Unemployment soars to 17-year high
Unemployment has reached a 17-year high of more than 2.5 million and youth joblessness is at record levels, new figures have revealed.
The jobless total jumped by 27,000 in the three months to January to 2.53 million, the worst figure since 1994, while the number of 16 to 24-year-olds out of work increased by 30,000 to 974,000, the highest since records began in 1992.
The unemployment rate for young people rose by 0.8% to 20.6%, also a record high.
The number of people classed as economically inactive also increased - up by 43,000 to 9.33 million, including 2.3 million looking after a family.
The total claiming Jobseeker's Allowance fell by 10,200 last month to 1.45 million, the biggest reduction since last June.
Figures from the Office for National Statistics showed that male claimants fell by 17,500 - the 13th consecutive monthly fall - while female claimants increased by 7,300 - the eighth monthly rise in a row.
Other data revealed that the number of over-65s in work increased by 56,000 in the latest quarter to reach 900,000, the highest since records began in 1992. There was also a record number of 50 to 64-year-olds in work - up by 25,000 to 7.3 million.
Meanwhile, the number of people in work increased by 32,000 to 29.16 million, the highest figure since last autumn.

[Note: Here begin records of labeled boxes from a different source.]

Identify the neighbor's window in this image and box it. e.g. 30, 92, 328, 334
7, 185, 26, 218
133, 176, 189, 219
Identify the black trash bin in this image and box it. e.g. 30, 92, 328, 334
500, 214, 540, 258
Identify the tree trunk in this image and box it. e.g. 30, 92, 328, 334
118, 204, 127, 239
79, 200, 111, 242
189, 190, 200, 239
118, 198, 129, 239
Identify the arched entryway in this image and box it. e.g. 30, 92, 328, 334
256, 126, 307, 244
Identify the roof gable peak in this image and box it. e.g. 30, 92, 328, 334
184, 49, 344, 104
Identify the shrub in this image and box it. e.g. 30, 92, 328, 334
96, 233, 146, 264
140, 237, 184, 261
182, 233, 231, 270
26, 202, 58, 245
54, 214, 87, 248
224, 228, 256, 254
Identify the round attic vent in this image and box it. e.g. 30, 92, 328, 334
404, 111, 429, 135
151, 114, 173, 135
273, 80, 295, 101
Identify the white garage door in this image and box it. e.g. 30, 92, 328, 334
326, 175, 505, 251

There were almost half a million job vacancies in the three months to February, up by 24,000 over the previous quarter, although that figure included 29,000 temporary jobs for this year's census.
Employment minister Chris Grayling said: "There's been a welcome drop in the number of people on benefits, and the increase in full-time private sector jobs is a step in the right direction. But the rise in overall unemployment is a real concern and underlines the need to press ahead with policies which will further stimulate growth in the private sector."